|The Cost of Fairness|
I read “The Bookstore Business”with great interest (Elms, May/June). I write from the perspective of a twenty-five-year career in higher education; I serve as vice president for administrative operations at St. Lawrence University. Among my responsibilities is supervising the St. Lawrence Brewer Bookstore, which my university continues to run. My professional role leads me to understand that the article implies a larger story, that of the decision-making complexities inherent in the management of nonprofit institutions with multiple, and often conflicting, goals and objectives.
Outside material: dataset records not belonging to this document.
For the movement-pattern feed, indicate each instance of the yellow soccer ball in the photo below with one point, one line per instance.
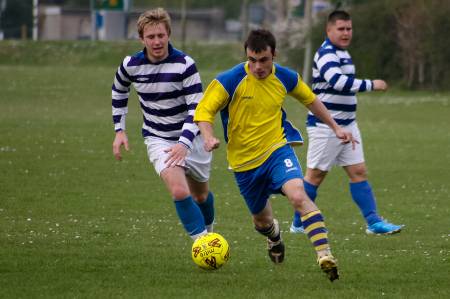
(210, 251)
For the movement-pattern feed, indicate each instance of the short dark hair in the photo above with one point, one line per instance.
(338, 15)
(259, 39)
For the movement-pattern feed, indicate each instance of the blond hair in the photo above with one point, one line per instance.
(153, 17)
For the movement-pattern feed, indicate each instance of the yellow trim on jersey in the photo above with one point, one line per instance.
(254, 116)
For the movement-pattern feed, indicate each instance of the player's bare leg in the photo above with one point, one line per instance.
(266, 225)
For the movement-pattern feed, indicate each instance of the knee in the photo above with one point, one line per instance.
(358, 174)
(200, 197)
(299, 198)
(179, 192)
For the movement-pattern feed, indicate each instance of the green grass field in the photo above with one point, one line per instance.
(76, 223)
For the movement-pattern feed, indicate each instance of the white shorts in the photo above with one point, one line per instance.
(326, 150)
(197, 162)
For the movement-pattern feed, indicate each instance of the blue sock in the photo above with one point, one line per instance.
(207, 208)
(363, 196)
(311, 191)
(190, 215)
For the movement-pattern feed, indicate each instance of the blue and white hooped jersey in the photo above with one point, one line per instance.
(168, 92)
(335, 84)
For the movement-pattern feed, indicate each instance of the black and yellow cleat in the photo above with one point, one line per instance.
(328, 264)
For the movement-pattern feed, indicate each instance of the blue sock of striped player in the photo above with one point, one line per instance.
(191, 217)
(207, 208)
(311, 191)
(363, 196)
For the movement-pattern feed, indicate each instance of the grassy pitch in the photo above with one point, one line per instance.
(76, 223)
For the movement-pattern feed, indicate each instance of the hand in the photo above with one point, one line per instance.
(346, 137)
(121, 138)
(379, 85)
(177, 154)
(211, 144)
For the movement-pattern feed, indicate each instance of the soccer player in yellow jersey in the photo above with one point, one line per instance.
(249, 98)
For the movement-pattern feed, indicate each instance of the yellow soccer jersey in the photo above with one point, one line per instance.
(253, 120)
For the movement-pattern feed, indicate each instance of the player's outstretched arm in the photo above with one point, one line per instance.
(319, 110)
(206, 129)
(379, 85)
(120, 139)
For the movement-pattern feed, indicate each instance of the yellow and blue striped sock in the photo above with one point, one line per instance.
(315, 229)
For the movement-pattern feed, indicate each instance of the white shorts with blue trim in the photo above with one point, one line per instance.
(326, 150)
(197, 162)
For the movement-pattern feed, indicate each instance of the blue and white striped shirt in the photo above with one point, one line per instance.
(335, 84)
(168, 91)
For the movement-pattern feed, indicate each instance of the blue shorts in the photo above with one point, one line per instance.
(256, 185)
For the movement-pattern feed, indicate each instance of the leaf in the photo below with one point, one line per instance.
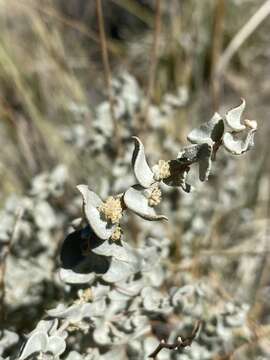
(101, 334)
(122, 253)
(233, 117)
(36, 343)
(56, 345)
(91, 202)
(120, 270)
(188, 155)
(211, 130)
(136, 200)
(205, 162)
(238, 146)
(71, 277)
(142, 171)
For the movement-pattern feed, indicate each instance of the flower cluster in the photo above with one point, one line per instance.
(102, 218)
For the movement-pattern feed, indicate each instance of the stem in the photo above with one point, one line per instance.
(242, 35)
(107, 71)
(218, 32)
(153, 61)
(18, 217)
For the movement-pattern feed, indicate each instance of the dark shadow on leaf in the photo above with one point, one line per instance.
(76, 253)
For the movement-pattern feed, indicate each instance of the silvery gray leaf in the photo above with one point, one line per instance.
(154, 301)
(120, 270)
(7, 340)
(122, 252)
(36, 343)
(101, 334)
(56, 345)
(238, 146)
(91, 202)
(189, 154)
(205, 161)
(142, 171)
(233, 117)
(136, 200)
(118, 353)
(71, 277)
(74, 313)
(44, 216)
(178, 176)
(45, 326)
(211, 130)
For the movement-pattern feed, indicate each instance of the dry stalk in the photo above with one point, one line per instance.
(153, 63)
(107, 72)
(243, 34)
(3, 265)
(218, 32)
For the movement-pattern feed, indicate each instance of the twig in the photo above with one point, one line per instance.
(153, 61)
(107, 71)
(218, 33)
(179, 343)
(242, 35)
(18, 217)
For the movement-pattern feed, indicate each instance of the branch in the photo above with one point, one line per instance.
(107, 70)
(242, 35)
(153, 60)
(18, 217)
(180, 343)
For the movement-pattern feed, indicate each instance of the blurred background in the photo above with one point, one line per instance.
(194, 56)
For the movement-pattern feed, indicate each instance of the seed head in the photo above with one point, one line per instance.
(155, 196)
(112, 209)
(161, 170)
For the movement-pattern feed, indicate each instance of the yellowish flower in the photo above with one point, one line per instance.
(112, 209)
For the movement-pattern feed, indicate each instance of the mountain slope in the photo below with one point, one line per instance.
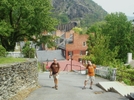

Universities are constantly maximizing “desired outcomes,” such as the quantity and quality of degrees conferred and of research accomplished. One such outcome is the expectation that faculty, staff, and the broader community are treated fairly. How does one define fair treatment of the bookstore staff?
According to your article, the University’s investment in the bookstore property is underperforming by a lost return of $470,000 per year ($500,000 in market-value rent less the $30,000 the bookstore pays the University annually), lost income that could pay for five more faculty positions or ten more student financial packages.
I certainly don’t pretend to know the answer to this conflict in desired outcomes, but merely wish to point out the complexity in nonprofit environments, where there is always the danger of stepping into a mode of mediocre decision-making that leads to mediocre performance.